Abstract

Earlier findings in fatigue tests using a repeated sequence of a fixed number of cycles with a high deflection and a fixed number of cycles with a small deflection confirms the supposition that healing of the stiffness already occurs during the fatigue test and does not depend on a rest period of no loading at all. It was shown by theory and in practice that the decrease in temperature due to the decrease in dissipated energy per cycle when smaller strains were applied could not explain the amount of increase in the stiffness modulus. Further investigation of these findings and results has lead to a new material response model that describes both the evolution of the modulus and the phase lag of the complex stiffness model during fatigue testing. It should be marked that healing in this paper is only related to the complex stiffness modulus.
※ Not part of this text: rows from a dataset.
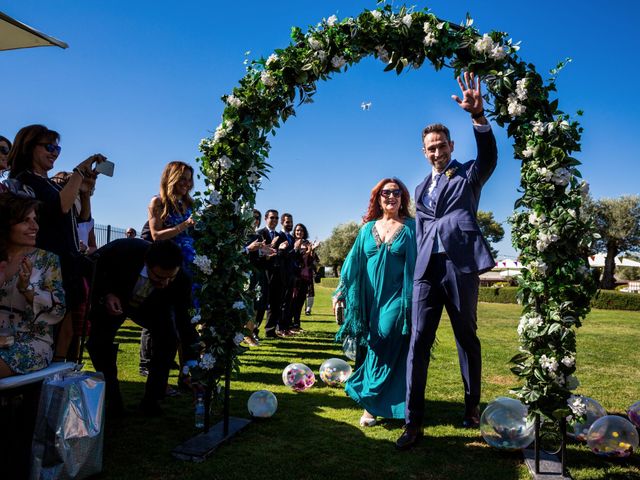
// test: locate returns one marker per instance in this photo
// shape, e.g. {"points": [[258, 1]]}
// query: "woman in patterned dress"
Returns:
{"points": [[31, 296]]}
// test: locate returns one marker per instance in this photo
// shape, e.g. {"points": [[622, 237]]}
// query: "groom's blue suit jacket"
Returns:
{"points": [[454, 213]]}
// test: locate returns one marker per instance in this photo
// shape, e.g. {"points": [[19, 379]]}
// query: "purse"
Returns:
{"points": [[68, 440]]}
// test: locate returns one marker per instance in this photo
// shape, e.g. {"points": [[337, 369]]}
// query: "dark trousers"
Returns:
{"points": [[164, 338], [297, 301], [274, 311], [443, 285]]}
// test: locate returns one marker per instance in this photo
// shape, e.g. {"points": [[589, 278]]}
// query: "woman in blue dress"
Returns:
{"points": [[170, 218], [376, 283]]}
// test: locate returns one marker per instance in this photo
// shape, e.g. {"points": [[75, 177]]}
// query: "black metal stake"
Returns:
{"points": [[536, 446]]}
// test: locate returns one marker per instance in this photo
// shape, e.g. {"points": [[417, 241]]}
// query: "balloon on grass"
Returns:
{"points": [[335, 372], [298, 376], [504, 424], [634, 414], [595, 411], [612, 436], [262, 404]]}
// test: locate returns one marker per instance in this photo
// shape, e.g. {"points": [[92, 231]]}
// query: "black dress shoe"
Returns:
{"points": [[410, 437], [471, 418]]}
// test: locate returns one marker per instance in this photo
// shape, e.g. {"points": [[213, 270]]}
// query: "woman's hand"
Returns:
{"points": [[24, 275], [86, 167]]}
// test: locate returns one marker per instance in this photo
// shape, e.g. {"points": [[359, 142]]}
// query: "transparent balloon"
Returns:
{"points": [[349, 347], [612, 436], [262, 404], [298, 376], [634, 414], [335, 372], [504, 424], [595, 411]]}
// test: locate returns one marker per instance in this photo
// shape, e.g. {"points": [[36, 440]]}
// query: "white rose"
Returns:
{"points": [[521, 89], [338, 61], [561, 177], [528, 152], [538, 127], [315, 44], [207, 362], [215, 197], [577, 405], [515, 108], [429, 40], [225, 162], [548, 363], [267, 79], [234, 101]]}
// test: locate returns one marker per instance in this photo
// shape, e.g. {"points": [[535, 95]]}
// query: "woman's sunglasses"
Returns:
{"points": [[51, 148], [389, 193]]}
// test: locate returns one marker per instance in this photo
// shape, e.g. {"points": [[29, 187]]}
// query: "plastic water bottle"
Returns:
{"points": [[200, 411]]}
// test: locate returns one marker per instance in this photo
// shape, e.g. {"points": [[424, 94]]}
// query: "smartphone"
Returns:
{"points": [[105, 168]]}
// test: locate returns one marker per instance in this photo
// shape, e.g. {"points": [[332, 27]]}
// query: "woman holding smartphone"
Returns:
{"points": [[34, 153], [169, 218]]}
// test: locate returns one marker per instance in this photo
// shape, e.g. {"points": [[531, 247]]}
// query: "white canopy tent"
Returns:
{"points": [[598, 259], [14, 34]]}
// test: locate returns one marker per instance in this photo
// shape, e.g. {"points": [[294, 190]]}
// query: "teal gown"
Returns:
{"points": [[376, 283]]}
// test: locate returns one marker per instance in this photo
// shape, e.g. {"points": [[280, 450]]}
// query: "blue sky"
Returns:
{"points": [[141, 83]]}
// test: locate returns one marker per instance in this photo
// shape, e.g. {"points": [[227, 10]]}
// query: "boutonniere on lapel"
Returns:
{"points": [[451, 172]]}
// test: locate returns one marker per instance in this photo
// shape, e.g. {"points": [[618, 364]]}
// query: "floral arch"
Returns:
{"points": [[550, 233]]}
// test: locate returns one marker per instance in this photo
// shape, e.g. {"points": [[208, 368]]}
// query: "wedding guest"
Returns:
{"points": [[452, 253], [5, 148], [31, 294], [306, 259], [144, 282], [170, 218], [33, 155], [376, 285], [273, 271]]}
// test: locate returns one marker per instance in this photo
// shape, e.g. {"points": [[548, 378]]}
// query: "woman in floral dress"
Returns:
{"points": [[31, 296]]}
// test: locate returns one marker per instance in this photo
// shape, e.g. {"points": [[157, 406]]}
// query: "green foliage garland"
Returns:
{"points": [[548, 228]]}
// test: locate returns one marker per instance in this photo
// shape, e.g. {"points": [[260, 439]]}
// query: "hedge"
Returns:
{"points": [[604, 299]]}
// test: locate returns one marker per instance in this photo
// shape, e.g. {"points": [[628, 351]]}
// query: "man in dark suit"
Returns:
{"points": [[144, 282], [451, 255], [273, 271]]}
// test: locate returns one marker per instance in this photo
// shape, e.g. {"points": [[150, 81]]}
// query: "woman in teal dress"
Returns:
{"points": [[376, 283]]}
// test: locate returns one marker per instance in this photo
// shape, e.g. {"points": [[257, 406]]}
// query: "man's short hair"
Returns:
{"points": [[165, 254], [436, 128], [266, 215]]}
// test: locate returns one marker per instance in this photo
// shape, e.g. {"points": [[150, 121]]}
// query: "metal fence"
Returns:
{"points": [[106, 233]]}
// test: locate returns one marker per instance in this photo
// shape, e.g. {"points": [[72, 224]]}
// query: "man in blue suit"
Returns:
{"points": [[451, 255]]}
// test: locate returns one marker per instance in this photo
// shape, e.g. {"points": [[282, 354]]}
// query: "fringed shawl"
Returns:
{"points": [[351, 287]]}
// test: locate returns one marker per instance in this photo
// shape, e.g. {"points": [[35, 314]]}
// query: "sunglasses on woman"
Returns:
{"points": [[51, 148], [396, 192]]}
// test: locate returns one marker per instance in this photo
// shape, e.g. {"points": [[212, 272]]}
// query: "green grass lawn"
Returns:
{"points": [[315, 434]]}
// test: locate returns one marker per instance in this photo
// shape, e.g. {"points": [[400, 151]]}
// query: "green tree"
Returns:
{"points": [[490, 228], [618, 224], [335, 249]]}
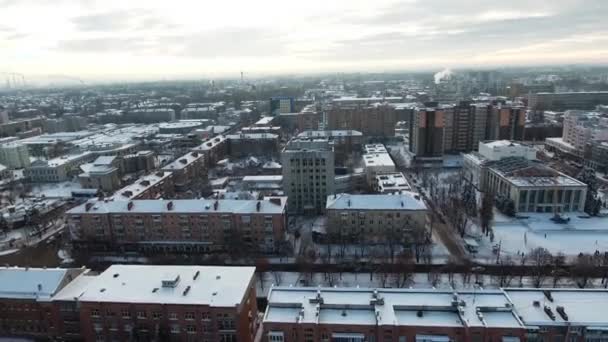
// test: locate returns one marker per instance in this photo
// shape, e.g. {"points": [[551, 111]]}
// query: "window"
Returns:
{"points": [[275, 336], [126, 313]]}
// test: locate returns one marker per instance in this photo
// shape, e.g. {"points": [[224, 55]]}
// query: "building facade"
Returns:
{"points": [[14, 155], [308, 173], [179, 226], [374, 219]]}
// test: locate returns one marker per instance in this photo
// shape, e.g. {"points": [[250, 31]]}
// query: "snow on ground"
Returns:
{"points": [[63, 189], [582, 234]]}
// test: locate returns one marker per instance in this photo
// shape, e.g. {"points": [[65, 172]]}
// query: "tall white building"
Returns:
{"points": [[14, 155], [308, 173]]}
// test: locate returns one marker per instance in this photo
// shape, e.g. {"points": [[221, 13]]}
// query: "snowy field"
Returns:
{"points": [[582, 234]]}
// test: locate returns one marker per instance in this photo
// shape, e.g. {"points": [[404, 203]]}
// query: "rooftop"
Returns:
{"points": [[216, 286], [402, 307], [183, 161], [31, 283], [402, 201], [377, 159], [142, 184], [524, 172], [186, 206]]}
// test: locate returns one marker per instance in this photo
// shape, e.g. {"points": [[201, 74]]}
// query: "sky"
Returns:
{"points": [[136, 39]]}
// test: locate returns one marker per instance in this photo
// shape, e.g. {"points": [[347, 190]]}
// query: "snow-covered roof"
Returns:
{"points": [[582, 307], [216, 286], [183, 161], [179, 206], [400, 307], [403, 201], [139, 186], [377, 159], [30, 283]]}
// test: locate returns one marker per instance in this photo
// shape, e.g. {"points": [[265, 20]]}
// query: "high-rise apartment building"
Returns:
{"points": [[308, 173], [506, 122], [427, 131], [567, 100]]}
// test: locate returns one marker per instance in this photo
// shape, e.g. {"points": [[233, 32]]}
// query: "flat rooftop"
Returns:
{"points": [[183, 161], [216, 286], [182, 206], [142, 184], [402, 201], [400, 307], [377, 159], [30, 283]]}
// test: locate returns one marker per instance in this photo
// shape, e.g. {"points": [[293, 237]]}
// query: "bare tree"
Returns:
{"points": [[486, 212], [505, 271], [540, 260], [405, 271], [583, 270]]}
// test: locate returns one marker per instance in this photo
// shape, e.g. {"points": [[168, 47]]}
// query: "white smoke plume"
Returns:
{"points": [[442, 75]]}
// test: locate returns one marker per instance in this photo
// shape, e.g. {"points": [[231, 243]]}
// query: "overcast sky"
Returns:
{"points": [[111, 39]]}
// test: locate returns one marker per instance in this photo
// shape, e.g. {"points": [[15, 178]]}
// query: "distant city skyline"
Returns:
{"points": [[118, 40]]}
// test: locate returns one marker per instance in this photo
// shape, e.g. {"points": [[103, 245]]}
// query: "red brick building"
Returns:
{"points": [[26, 308], [165, 303], [179, 226]]}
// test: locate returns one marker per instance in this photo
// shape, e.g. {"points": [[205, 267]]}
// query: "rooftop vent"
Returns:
{"points": [[549, 313], [170, 281], [547, 294]]}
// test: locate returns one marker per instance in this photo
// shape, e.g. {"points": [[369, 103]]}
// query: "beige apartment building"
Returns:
{"points": [[374, 218]]}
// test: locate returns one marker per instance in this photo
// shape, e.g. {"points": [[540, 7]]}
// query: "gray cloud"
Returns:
{"points": [[227, 43]]}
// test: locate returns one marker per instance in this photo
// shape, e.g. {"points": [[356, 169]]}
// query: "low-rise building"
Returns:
{"points": [[165, 303], [14, 155], [347, 143], [214, 149], [58, 169], [510, 171], [243, 145], [377, 163], [152, 186], [376, 218], [179, 226], [103, 173], [367, 314], [187, 169], [26, 308], [389, 183]]}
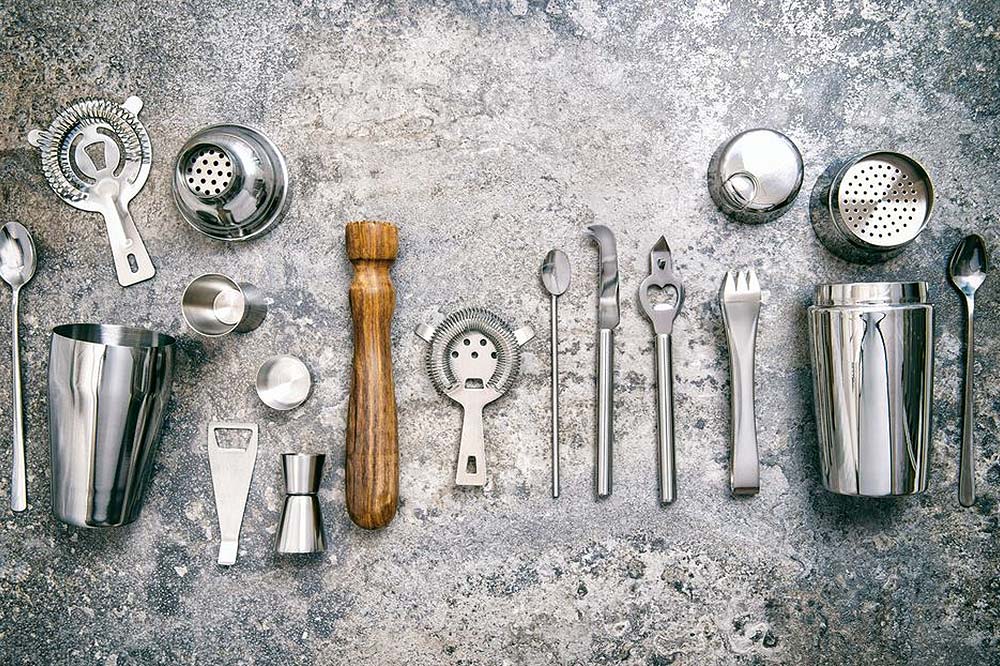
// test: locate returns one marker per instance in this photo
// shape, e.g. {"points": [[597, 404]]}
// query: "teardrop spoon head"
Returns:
{"points": [[969, 264], [17, 255], [556, 272]]}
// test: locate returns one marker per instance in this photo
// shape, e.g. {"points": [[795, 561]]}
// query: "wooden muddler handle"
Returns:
{"points": [[372, 468]]}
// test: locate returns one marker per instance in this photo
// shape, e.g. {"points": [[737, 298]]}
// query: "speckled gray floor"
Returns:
{"points": [[491, 132]]}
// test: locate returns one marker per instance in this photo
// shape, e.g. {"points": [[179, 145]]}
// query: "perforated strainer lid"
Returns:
{"points": [[882, 200], [231, 183]]}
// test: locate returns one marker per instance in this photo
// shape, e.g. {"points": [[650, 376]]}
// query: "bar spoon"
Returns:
{"points": [[967, 271], [17, 266]]}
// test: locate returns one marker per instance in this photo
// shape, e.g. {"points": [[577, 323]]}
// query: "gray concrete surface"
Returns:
{"points": [[491, 132]]}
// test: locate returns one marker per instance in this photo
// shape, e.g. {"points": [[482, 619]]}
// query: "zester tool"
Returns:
{"points": [[608, 316], [473, 358], [96, 156], [662, 314]]}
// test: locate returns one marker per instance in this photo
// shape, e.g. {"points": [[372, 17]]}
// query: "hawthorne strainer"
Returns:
{"points": [[875, 205], [96, 156], [473, 358]]}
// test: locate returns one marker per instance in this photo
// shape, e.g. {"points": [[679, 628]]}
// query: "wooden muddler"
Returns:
{"points": [[372, 468]]}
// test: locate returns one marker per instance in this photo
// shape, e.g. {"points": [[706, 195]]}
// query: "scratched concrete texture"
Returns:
{"points": [[491, 132]]}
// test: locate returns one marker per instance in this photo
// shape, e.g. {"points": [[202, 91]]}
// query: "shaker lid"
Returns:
{"points": [[756, 175], [871, 293]]}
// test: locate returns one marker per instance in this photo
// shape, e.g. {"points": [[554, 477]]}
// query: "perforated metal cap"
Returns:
{"points": [[882, 200], [231, 183]]}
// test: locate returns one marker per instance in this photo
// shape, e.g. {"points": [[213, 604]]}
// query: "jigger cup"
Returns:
{"points": [[108, 390], [215, 305], [300, 528]]}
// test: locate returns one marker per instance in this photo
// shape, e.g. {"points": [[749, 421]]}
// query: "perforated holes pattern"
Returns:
{"points": [[209, 172], [882, 202]]}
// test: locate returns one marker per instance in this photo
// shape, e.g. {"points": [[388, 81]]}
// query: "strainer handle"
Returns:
{"points": [[132, 262]]}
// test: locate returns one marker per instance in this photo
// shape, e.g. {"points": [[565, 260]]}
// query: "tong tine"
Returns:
{"points": [[741, 286]]}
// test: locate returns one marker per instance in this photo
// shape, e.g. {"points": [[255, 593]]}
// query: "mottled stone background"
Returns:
{"points": [[491, 132]]}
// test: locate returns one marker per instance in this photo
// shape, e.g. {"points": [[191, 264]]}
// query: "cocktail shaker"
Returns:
{"points": [[108, 391], [872, 347]]}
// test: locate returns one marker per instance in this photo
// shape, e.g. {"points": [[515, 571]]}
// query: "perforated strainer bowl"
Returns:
{"points": [[231, 183], [875, 205]]}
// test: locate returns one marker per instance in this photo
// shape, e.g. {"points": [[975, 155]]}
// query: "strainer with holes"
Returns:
{"points": [[473, 358], [875, 205], [231, 183]]}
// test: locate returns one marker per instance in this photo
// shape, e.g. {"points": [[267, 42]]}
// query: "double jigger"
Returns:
{"points": [[215, 305]]}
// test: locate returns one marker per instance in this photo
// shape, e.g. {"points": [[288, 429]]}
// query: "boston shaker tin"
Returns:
{"points": [[872, 347]]}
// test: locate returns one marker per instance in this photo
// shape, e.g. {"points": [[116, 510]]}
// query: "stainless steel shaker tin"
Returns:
{"points": [[872, 348], [108, 390]]}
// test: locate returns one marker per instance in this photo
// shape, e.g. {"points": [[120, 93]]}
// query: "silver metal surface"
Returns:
{"points": [[300, 528], [283, 382], [967, 271], [232, 473], [108, 390], [740, 303], [555, 276], [872, 348], [231, 183], [473, 358], [214, 305], [662, 314], [608, 316], [96, 156], [755, 176], [17, 267], [874, 207]]}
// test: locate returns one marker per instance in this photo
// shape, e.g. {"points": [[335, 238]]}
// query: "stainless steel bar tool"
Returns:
{"points": [[231, 183], [232, 472], [555, 275], [662, 315], [17, 267], [473, 357], [608, 316], [870, 207], [740, 303], [967, 272], [872, 348], [96, 156], [755, 176], [215, 305], [283, 382], [300, 528], [108, 391]]}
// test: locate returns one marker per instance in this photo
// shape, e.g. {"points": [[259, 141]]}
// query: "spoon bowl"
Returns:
{"points": [[556, 272], [17, 255], [969, 264]]}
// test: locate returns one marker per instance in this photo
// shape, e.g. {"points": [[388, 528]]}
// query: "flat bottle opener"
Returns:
{"points": [[232, 471]]}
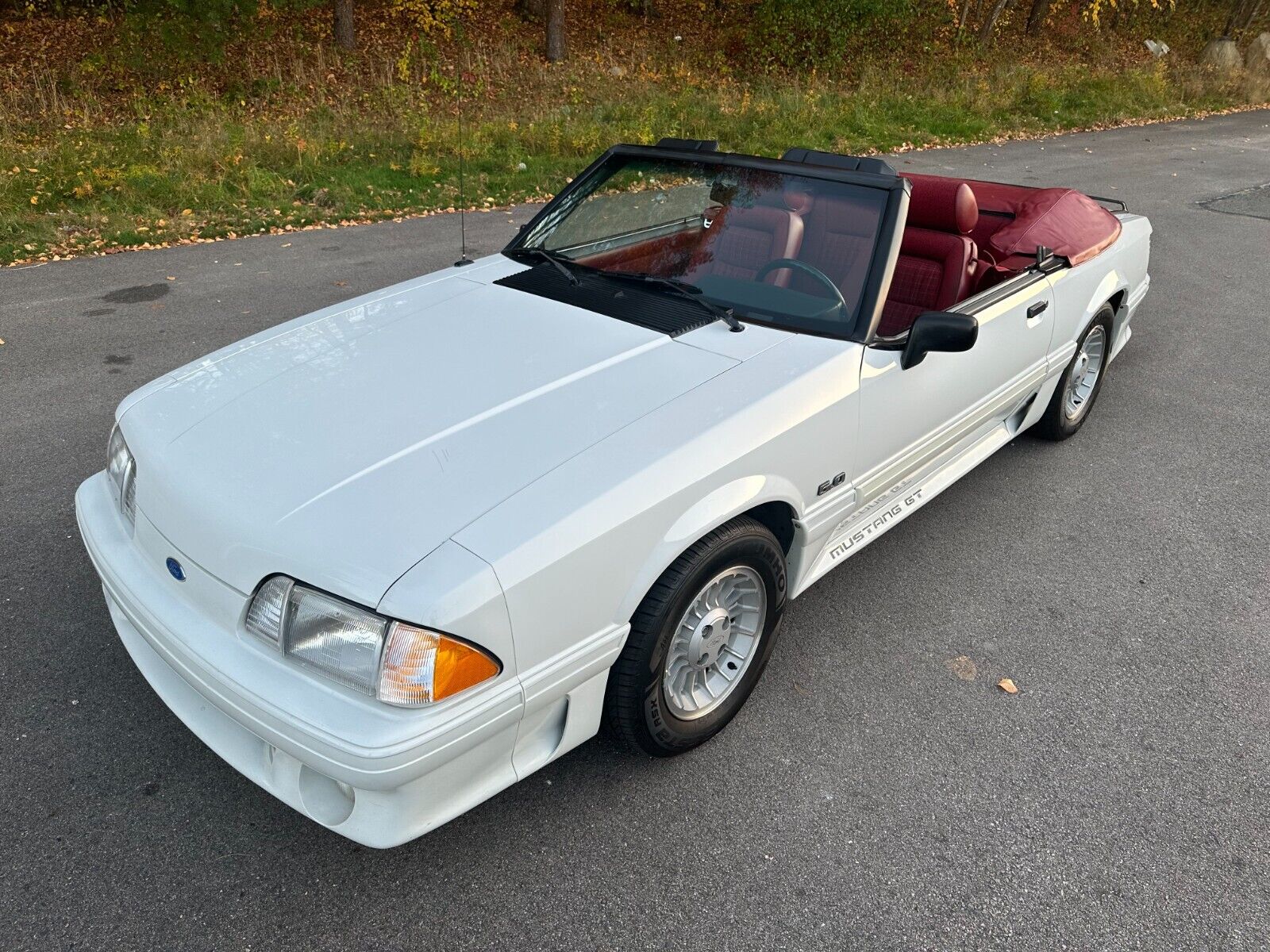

This partial healing (PH) model is a material model for which the response in a point depends on the stress/strain state in that point (the rate of dissipated energy). Therefore the application of the PH model for the determination of the response (evolution of stiffness) of a finite specimen in a test will depend on the geometry and loading configuration of the specimen and the load mode. The PH model is applied on four point bending beam tests (4PB) in controlled deflection mode. The obtained parameters for the PH material model were used for the prediction of the stiffness evolution in uni-axial push-pull fatigue tests (UPP) on the same asphalt mix. A fair comparison was observed between the measured and predicted evolution of both the modulus and phase lag of the complex stiffness modulus in the UPP tests.